Оставшись одна, заваливаюсь на кровать, подтягивая ноги к груди. Утыкаюсь в подушку, кусаю ее края, все еще сдерживая крики, рвущие наружу. Я чувствую себя так, словно меня швырнули в сторону окна, оно не выдержало и разлетелось на мелкие осколки. И теперь эти осколки режут меня, впиваются в меня, загоняя себя глубоко под кожу. Я корчусь в кровати, как в смертельной агонии, когда остались последние секунды жизни.
Хочется сдохнуть. Меня накрывает апатия. Плакать не хочется, как и дышать. Я смотрю в окно, не понимая, как уложить в своей голове сказанное Адамом. Как быть дальше... Сердце екает, рука рефлекторно ложится на живот.
Герман оставил самое ценное, что может оставить после себя любимый мужчина. И я должна сберечь это сокровище. Хотелось бы мальчика, такого же смуглого, темноволосого, светлоглазого, чтобы, смотря на него, я всегда видела Соболя. Пусть малыш непременно будет похож на него. Моя любовь найдет продолжение в этом ребенке.
63 глава
— Выглядишь ты какой-то отечной, — Диана заправляет фруктовый салат йогуртом, перемешивает и накладывает мне небольшую порцию. — Что врач говорит?
— Что у меня все прекрасно, — расплываюсь в умиротворенной улыбке, с любовью поглаживая свой огромный живот.
Многие знакомые думают, что у меня двойня, спрашивают, какого пола дети, сочувствуют мне. Я лишь хмыкаю, никого не разубеждаю, никому ничего не объясняю. Под сердцем ношу одного ребенка. Очаровательную девочку. Когда мне впервые сказали пол ребенка, не поверила, попросила перепроверить. Я ведь пацана ждала, но врачи уверяли меня, что в животе растет здоровая девочка.

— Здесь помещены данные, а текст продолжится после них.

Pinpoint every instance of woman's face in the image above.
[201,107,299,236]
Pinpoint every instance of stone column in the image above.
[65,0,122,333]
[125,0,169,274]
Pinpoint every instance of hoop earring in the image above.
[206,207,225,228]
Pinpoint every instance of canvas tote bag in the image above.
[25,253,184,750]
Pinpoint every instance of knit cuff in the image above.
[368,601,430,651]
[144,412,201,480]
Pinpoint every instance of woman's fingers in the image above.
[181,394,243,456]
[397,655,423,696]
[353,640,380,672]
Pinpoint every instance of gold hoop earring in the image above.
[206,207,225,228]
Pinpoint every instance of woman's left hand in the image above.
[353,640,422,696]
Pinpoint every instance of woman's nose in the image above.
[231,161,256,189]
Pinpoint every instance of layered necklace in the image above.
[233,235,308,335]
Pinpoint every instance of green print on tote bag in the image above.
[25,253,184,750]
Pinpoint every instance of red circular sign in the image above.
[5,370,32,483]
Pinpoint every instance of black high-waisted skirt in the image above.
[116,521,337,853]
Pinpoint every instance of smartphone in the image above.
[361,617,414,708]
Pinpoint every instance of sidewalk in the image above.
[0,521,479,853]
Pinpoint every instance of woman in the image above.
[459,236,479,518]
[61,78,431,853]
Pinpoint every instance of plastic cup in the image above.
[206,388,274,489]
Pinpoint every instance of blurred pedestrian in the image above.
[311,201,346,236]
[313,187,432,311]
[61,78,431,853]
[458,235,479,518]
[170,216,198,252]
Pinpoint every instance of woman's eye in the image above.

Погрустив один день, подумала, что так даже лучше. Парню нужен отец, нужен пример перед глазами, а я замуж не собираюсь, постоянного партнера рядом нет. Девочка... Бантики, рюшечки, платьица - и мамина подружка. Еще опыт Дианы подкупает — Ева очень любит брата, хоть иногда и дерется с ним из-за игрушек. Правда, при папе никто из этих двоих скандал не устраивает.
Адам... Я не могу назвать его своим ангелом-хранителем, но именно он семь месяцев назад взял в свои уверенные руки мою жизнь. Он, получив от меня нотариальное разрешение вмешаться во все мои дела, оформил документы для переезда в Америку на постоянное место жительство, привел в порядок все мои счета. Оказывается, Герман и тут успел позаботиться обо мне: суммы пугали, ощущение, что все, что у него было, он перевел мне. Мне несколько дней все мерещилось, что кто-то придет и потребует вернуть деньги назад. Никто не приходил. Не преследовал. Не звонил. Обо мне словно разом все забыли.
Ясин умер. О его похоронах я прочитала в интернете в новостном паблике. Аркадий Леонидович тоже скончался. От сердечного приступа. Я искала информацию совсем о другом человеке, но о нем никто не писал, никто не говорил. Будто его никогда и не существовало.